System Cele, Kennedy Road, 0721067291

http://abahlali.org/node/570
Police Brutality
System Cele

Nowadays police brutality has become a daily bread, especially in the informal settlements. Whether you are a male or a female to the police it's the same. I don't know where did the police bury their conscience.

A time ago when you see the police van you felt that you are now safe, but now things have changed. In the Kennedy Road informal settlement they come when ever they want. They go door to door searching men, beating them without reason, making them to do 'push ups'.

On the 19th March 2005 we were having a big march against our councillor. The police where there to play their role. They chased us with their vans and grabbed 14 comrades including 2 teenagers still schooling and pregnant woman. They took them to the police station and beat them. One of the teenagers they let the dog loose to bite her in the leg. That was abusive. Once again, above all that, they sent them to Westville prison. They were in that place for ten days. But 'Our 14 Heroes' won their case.

On 14 November 2005, we had a march from Foreman Road to the City Manager Mike Sutcliffe and the Mayor Obed Mlaba. Again the police come to show how brave they are when it comes to dealing with the poor. In that march I was in the front.

The police asked us to wait and we waited. They said they wanted to talk to our leaders. By the time we waited, we were singing our mzabalazo songs. Suddenly the police they took out their shields and guns and started to fight us - not fighting with us because we were defenceless. We didn't fight them, they were only fighting us.I tried to run but one of the police pushed me and I fell on my knees. I tried to get up but he hit me very hard on the back of the head with something I didn't see. I fell hard on my face and lost my front teeth.

They took us to the police station with other comrades while we were injured, just like that. Later they released us because they were done with us. We tried to open a case, but we wre ignored, cause we are nothing to them.
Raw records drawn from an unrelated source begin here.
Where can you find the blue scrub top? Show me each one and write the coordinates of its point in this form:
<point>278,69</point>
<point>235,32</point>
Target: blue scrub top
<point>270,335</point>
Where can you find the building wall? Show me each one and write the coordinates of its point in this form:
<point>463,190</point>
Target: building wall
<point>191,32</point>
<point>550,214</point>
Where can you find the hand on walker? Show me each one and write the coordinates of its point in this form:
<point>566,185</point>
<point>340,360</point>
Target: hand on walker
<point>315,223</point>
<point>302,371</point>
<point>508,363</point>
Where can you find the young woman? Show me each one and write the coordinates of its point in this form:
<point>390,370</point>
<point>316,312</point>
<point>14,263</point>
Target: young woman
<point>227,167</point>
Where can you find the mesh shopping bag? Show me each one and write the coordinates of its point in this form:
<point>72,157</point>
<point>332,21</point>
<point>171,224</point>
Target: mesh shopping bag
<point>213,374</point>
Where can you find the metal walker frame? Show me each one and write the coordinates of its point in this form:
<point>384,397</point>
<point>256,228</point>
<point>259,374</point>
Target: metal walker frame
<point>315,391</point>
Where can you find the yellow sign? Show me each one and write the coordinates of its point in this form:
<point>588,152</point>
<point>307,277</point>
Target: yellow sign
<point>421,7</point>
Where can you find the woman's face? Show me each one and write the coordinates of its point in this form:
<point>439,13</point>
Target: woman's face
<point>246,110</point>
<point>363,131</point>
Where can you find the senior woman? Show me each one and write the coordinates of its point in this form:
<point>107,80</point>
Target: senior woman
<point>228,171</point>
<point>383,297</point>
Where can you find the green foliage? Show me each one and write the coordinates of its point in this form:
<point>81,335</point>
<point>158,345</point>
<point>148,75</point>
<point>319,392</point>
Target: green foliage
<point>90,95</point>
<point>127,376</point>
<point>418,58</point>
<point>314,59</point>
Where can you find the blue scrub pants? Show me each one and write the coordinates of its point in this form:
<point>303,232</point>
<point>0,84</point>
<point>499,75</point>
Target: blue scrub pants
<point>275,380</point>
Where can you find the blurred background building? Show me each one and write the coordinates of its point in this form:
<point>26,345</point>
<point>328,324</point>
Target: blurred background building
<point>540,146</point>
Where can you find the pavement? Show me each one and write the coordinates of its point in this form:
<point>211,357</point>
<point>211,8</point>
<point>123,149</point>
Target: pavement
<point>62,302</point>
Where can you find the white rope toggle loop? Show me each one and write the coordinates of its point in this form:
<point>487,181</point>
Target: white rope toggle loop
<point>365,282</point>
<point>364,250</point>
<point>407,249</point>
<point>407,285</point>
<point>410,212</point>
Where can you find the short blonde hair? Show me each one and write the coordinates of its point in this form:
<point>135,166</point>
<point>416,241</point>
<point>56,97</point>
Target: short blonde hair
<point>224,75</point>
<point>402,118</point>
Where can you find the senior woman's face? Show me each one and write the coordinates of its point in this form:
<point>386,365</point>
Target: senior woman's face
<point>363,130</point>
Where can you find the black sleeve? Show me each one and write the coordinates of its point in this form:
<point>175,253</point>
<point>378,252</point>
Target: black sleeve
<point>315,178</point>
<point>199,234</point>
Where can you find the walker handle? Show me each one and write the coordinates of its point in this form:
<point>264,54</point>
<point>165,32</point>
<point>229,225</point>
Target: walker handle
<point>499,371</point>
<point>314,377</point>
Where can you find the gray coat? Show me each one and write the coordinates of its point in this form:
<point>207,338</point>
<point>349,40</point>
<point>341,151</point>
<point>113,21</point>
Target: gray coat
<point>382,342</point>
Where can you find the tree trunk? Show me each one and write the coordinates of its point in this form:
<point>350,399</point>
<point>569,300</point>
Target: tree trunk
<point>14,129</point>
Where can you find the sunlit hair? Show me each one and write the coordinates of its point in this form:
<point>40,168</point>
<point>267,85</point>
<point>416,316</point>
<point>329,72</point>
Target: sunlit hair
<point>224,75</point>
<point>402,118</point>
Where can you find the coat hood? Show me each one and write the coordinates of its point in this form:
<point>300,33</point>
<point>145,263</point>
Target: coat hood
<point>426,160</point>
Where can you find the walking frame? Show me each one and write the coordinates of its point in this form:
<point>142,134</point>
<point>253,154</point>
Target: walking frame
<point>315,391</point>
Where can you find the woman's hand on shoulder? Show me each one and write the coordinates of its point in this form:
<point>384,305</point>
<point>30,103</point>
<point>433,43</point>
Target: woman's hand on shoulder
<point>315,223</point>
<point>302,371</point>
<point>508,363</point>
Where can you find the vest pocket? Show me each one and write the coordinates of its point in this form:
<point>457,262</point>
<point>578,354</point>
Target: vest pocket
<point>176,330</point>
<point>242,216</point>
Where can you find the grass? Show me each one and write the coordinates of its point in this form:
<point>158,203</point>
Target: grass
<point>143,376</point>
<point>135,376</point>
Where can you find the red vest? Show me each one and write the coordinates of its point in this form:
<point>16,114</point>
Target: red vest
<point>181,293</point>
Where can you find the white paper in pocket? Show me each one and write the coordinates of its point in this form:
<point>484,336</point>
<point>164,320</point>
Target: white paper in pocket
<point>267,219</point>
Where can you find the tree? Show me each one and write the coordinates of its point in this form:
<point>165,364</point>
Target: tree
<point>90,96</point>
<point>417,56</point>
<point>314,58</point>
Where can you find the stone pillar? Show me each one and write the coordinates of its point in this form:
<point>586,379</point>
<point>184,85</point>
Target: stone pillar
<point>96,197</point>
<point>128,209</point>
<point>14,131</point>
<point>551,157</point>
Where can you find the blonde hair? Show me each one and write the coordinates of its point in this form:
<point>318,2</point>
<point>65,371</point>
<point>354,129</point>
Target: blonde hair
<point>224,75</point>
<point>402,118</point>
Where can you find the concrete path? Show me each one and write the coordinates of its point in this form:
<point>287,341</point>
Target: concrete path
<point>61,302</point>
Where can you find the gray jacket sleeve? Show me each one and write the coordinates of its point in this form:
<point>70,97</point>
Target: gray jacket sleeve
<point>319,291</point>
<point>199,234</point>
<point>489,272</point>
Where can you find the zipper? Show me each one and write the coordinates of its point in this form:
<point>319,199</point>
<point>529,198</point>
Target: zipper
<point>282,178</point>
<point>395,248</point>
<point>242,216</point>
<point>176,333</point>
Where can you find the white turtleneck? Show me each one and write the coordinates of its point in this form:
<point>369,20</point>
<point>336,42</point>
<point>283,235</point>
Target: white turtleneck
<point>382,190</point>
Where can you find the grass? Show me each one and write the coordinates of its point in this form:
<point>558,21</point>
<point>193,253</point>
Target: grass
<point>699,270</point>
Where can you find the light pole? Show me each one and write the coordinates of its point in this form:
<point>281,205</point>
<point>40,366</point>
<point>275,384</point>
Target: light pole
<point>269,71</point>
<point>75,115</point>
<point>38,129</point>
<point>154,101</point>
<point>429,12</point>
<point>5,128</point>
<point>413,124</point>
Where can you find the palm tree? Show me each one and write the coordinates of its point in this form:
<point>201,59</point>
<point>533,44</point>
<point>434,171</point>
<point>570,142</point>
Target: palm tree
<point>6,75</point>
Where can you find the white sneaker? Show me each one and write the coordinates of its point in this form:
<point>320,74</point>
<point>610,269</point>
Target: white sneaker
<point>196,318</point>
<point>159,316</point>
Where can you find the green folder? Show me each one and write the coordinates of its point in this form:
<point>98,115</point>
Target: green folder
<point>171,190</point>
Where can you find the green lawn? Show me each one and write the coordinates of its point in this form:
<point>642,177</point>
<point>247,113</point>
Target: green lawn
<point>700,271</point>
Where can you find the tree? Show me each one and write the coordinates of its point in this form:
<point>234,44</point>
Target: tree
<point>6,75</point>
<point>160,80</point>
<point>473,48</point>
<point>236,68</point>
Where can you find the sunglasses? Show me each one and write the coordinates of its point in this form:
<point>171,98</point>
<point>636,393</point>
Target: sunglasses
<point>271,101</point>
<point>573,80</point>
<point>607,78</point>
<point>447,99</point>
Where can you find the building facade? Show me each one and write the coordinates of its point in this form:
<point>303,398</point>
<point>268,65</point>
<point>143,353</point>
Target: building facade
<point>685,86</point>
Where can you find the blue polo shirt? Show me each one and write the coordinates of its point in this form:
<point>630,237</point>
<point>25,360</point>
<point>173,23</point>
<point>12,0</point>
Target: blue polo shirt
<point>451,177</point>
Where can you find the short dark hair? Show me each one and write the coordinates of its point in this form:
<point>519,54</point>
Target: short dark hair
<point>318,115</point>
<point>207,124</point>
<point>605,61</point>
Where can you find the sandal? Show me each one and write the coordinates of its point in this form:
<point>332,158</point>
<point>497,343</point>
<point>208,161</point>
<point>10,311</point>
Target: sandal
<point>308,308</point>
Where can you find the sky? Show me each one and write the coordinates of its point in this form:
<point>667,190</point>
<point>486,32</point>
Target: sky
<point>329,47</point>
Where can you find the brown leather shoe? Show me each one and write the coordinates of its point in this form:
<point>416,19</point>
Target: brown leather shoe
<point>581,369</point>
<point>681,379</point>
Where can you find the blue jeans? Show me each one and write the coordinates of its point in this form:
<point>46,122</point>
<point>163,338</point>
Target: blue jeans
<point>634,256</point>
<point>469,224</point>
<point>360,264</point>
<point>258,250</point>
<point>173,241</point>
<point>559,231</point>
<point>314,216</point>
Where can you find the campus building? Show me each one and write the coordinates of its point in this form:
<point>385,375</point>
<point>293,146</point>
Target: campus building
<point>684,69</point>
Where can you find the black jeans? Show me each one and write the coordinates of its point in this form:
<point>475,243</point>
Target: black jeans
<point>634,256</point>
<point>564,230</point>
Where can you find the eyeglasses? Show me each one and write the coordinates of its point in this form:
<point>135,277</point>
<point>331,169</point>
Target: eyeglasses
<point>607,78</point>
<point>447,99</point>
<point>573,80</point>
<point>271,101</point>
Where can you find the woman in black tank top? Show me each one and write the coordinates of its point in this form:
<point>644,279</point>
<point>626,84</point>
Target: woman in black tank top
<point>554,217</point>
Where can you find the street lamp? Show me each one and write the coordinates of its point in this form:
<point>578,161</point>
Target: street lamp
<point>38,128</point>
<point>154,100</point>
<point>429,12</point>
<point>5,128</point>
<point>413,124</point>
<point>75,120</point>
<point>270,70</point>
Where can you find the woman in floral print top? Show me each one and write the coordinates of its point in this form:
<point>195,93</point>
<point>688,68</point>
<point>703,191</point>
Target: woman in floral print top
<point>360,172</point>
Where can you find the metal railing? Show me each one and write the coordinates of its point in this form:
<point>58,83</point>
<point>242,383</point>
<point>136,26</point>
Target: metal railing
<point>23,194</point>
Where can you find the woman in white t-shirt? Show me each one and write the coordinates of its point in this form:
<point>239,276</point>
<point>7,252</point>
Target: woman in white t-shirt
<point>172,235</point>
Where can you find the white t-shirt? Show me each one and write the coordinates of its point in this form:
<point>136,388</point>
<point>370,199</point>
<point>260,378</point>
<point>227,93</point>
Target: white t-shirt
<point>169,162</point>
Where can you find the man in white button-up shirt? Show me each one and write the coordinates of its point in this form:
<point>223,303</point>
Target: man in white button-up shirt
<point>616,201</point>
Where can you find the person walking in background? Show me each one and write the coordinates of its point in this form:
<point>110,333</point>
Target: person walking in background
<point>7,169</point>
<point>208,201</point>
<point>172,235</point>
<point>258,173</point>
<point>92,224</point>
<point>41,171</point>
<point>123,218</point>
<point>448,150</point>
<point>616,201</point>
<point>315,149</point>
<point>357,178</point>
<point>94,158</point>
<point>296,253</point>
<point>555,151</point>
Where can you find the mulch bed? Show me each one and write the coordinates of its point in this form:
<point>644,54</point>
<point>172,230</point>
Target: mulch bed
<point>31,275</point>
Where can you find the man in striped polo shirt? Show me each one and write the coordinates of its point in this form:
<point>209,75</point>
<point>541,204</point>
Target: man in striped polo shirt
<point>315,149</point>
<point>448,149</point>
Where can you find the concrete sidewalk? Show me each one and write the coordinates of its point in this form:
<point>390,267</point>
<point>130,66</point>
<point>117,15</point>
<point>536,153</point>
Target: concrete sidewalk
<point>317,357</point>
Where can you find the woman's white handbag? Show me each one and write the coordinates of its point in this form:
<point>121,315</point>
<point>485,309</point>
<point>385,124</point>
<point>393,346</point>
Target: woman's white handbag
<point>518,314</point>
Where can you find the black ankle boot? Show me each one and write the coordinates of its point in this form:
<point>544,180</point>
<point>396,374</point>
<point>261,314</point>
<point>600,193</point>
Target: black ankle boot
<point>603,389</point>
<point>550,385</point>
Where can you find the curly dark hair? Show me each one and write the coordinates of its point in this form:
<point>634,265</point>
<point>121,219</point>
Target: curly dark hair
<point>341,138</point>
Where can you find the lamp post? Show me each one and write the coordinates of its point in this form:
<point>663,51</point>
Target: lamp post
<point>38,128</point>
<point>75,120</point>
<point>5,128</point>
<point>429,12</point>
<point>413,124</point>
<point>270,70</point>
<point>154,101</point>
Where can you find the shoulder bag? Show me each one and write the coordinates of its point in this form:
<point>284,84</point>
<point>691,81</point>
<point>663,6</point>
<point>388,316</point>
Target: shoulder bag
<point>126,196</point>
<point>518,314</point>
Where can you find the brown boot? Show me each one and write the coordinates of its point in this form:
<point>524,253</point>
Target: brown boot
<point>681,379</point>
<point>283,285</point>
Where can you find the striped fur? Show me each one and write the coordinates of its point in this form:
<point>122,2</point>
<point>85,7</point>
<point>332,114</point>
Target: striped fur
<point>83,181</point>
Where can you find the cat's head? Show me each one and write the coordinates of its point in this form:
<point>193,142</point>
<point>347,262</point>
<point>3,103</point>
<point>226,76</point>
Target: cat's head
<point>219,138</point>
Toway when ever I see the police van I see no safety but enemies of the poor, bullies who do not have a conscience. The government is doing nothing about the police brutality in this country. If he can't (or won't) control the police as his own children then how can he meet the needs of the poor if he can't even defend them, if he can't even punish those cruel police? That's why I see no freedom for us poor people, I see no justice, no equal rights but only oppression for us. The must end.

All the poor people must unite and fight back in a strategic way. We are not "punching bags" to be beaten by those downpressors. People united will never be defeated.

*System Cele is 26. She lives in the Kennedy Road settlement. She was a co-editor of the 'Hear Our Cries Pamphlet' which contains letters to the Mayor and the President from children living in Kennedy Road and is on this website at http://abahlali.org/node/177 She has been an uMhlali from the very beginning. She is now unemployed but at the time of the March 2005 road blockade she was working night shift as a cleaner at the Sugar Mill Casino. She says that the cameras in the casino are always watching the cleaners - making sure that they don't steal, that they don't talk to the gamblers, that they don't dance a little bit if a song they like comes on. That morning she came straight from work under the camera to block the road with burning tyres - the action that lead to the formation of a movement with members from almost 40 settlements.